By the end of the 1960s opposition to apartheid was in disarray. Yet in the space of a few short years, major and radical challenges developed that would set South Africa on a new path.  This lively and original book tells the story of a generation of activists who embraced new forms of opposition politics that would have profound consequences. In the process it rescues the early 1970s from previous neglect and shows just how crucial these years were in the struggle to transform society. It explores the influence of Black Consciousness, the new trade unionism, radicalisation of students on both black and white campuses, the Durban strikes, and Soweto 1976, and concludes that these developments were largely the result of home-grown initiatives, with little influence exercised by the banned and exiled movements for national liberation. 

 “Fascinating and important insight into the emergence of a brave young radicalism of the early 1970s embracing white campuses, black consciousness and trade unionism, which raised questions and challenges not only for the apartheid-capitalist nexus but also for the mainstream liberation movement.  Looking back, there is much need for honest reflection and the author does us a service with his well-worked research and writing. It leaves one with tantalising thoughts as to whether the incipient democratic left challenges from civil society and trade union circles in South Africa today might fundamentally change our political landscape.” - Ronnie Kasrils, chief of intelligence for Umkhonto we Sizwe and government minister from 1994 to 2008 

Glenn Moss was a student leader at Wits University in the 1970s. Detained and charged under security legislation in the mid-1970s, he was acquitted after a year-long trial. He went on to edit Work In Progress and the South African Review, head Ravan Press, and then work as a consultant to South Africa’s first post-apartheid government.

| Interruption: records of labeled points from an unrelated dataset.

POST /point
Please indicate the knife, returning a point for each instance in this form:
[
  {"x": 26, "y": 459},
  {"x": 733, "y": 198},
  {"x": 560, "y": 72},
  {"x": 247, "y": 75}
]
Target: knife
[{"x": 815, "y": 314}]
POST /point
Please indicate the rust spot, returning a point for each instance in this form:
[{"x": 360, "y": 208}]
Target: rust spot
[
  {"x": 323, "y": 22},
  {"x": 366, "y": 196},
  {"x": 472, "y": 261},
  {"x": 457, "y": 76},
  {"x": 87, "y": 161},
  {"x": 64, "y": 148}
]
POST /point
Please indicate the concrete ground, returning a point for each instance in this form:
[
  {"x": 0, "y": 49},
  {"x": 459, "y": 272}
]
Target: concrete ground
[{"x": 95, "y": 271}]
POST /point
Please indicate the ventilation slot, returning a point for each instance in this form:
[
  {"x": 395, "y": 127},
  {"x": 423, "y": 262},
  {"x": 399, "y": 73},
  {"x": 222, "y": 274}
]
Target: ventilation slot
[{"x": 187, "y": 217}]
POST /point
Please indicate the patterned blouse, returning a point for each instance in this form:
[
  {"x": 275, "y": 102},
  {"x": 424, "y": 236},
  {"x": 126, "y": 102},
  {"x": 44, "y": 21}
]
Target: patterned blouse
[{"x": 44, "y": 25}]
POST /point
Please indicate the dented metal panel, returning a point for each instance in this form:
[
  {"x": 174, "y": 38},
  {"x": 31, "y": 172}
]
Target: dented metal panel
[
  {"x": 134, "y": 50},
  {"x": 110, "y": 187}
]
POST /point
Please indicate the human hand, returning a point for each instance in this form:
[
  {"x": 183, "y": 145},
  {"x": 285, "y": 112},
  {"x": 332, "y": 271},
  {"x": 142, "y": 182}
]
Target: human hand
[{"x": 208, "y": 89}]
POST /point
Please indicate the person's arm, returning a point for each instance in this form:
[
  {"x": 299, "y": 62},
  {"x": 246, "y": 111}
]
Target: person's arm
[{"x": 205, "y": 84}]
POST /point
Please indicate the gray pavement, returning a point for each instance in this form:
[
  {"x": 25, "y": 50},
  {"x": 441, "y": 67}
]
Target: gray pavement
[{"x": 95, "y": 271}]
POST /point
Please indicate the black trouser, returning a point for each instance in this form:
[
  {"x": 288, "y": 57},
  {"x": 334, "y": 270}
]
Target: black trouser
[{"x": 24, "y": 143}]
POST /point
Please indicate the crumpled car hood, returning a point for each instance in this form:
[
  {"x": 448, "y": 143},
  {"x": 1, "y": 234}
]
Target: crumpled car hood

‘The New Radicals: A Generational Memoir of the 1970s’ by Glenn Moss

Jacana Media (2014)
296 pages
£12.95



PART OF ISLINGTON BLACK HISTORY MONTH
‘Who was Henry Muoria?’ with Peter Muoria
Wednesday 29th October, 7pm
Entry £3, redeemable against any purchase

A discussion of the life of Henry Muoria, Kenyan political thinker, writer, and activist, who published pamphlets and newspapers that were highly influential in the anti-colonial struggle of Kenya in the late 1940s and early 1950s, and whose radicalism stood in contrast to the relative conservatism of Jomo Kenyatta, who became Kenya's first President.

Henry Muoria spent much of his later life living in Islington, as his life became increasingly under threat in the ferment of the oppressive regime at home. Henry’s son, Peter Muoria, co-author of book ‘Writing for Kenya: the Life and Works of Henry Muoria’, will share his insights into the family and political life and legacy of his courageous father.